# Nu tool 1500 table saw and router question



## thecoder (May 23, 2011)

Hello folks

I have been given a Nu tool 1500 table saw and know nothing about it....it has no manual....  ..my question is it looks like there is a facility to mount a router to it ....if so how would I attach a cheap router please.....On the other side ..there are some square slots that look like the would take a jigsaw...or am I barking up the wrong tree...

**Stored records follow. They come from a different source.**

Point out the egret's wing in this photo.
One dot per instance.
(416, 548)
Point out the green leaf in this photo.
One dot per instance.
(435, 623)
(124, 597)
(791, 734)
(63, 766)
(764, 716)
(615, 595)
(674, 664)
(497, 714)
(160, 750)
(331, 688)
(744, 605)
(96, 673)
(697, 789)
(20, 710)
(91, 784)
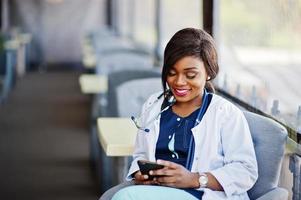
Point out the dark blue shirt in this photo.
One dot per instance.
(174, 139)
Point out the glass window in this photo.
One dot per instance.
(178, 14)
(260, 55)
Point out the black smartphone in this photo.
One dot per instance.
(145, 166)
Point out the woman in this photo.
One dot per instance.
(202, 139)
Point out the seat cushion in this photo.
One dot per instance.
(269, 138)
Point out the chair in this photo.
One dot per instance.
(269, 139)
(117, 78)
(137, 90)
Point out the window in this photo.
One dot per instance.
(260, 55)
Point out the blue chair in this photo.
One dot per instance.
(269, 138)
(137, 90)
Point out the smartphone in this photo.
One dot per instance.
(145, 166)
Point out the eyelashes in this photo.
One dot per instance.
(188, 75)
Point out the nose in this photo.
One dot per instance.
(180, 80)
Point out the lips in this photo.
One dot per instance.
(181, 92)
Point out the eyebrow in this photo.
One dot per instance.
(190, 68)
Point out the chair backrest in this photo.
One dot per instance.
(269, 138)
(121, 60)
(119, 77)
(132, 94)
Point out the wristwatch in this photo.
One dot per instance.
(203, 180)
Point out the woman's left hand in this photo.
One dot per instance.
(175, 175)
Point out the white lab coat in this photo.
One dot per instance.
(223, 147)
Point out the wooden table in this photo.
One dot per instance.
(93, 84)
(116, 136)
(117, 139)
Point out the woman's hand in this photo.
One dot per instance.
(175, 175)
(141, 179)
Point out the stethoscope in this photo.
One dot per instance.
(170, 102)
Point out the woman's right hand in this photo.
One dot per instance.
(141, 179)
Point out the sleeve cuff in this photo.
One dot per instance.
(222, 178)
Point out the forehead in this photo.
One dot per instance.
(189, 63)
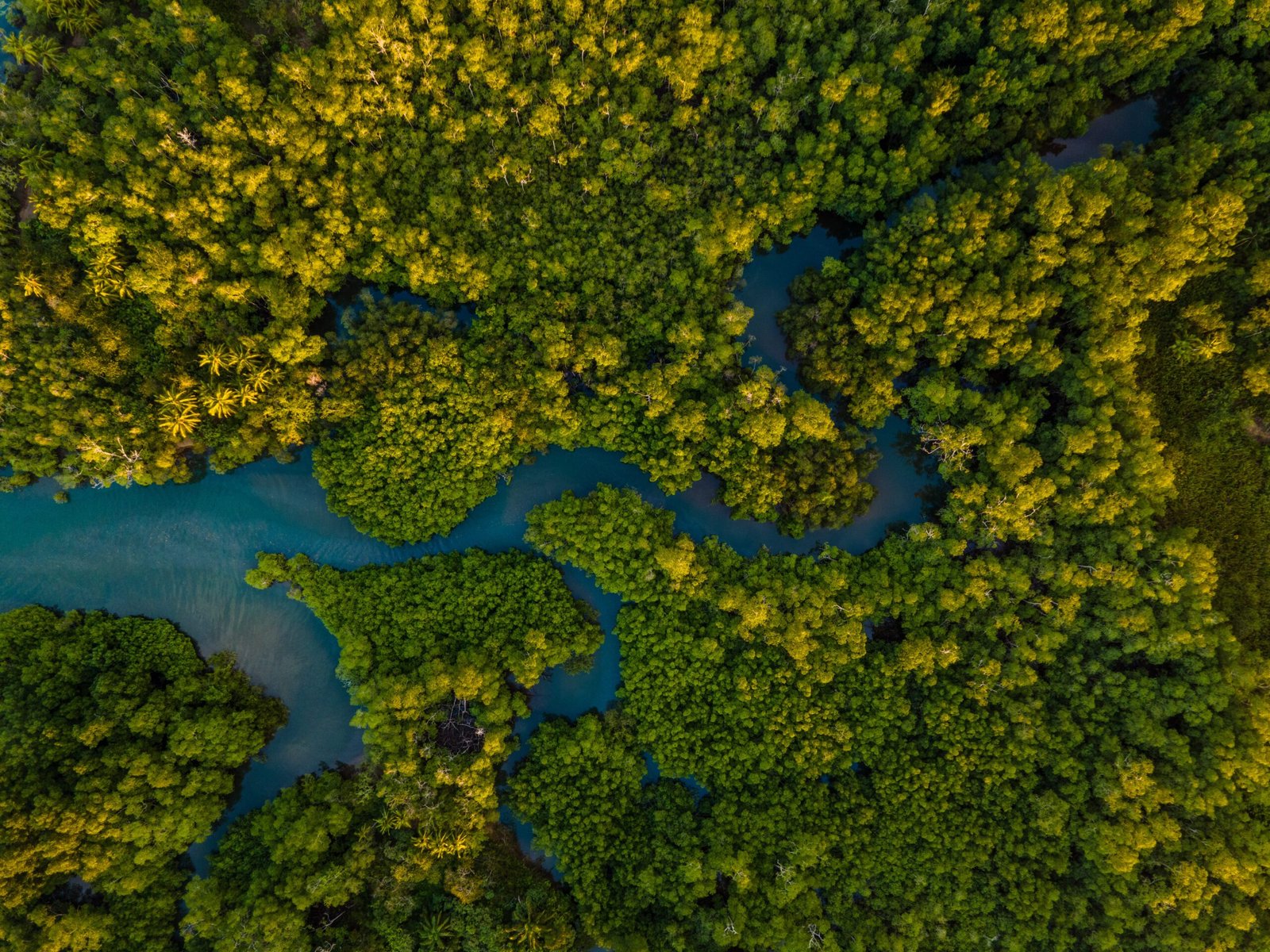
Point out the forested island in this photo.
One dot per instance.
(421, 245)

any feedback would be great please....

regards

Dave


----------



## mpbc48 (Sep 17, 2010)

Hi,

Any chance you could post some pictures?

Mike


----------



## istracpsboss (Sep 14, 2008)

Hi Dave

I'd check some other firm's pages to see if they offer a manual. Nu-Tool stuff is generic and likely the same as offerings from people like Machine Mart, Axminster or SIP.

Cheers

Peter


----------



## thecoder (May 23, 2011)

mpbc48 said:


> Hi,
> 
> Any chance you could post some pictures?
> 
> Mike


Pics here I hope Mike....

http://i56.photobucket.com/albums/g191/thecoder0/IMAG0078.jpg

http://i56.photobucket.com/albums/g191/thecoder0/IMAG0079.jpg


----------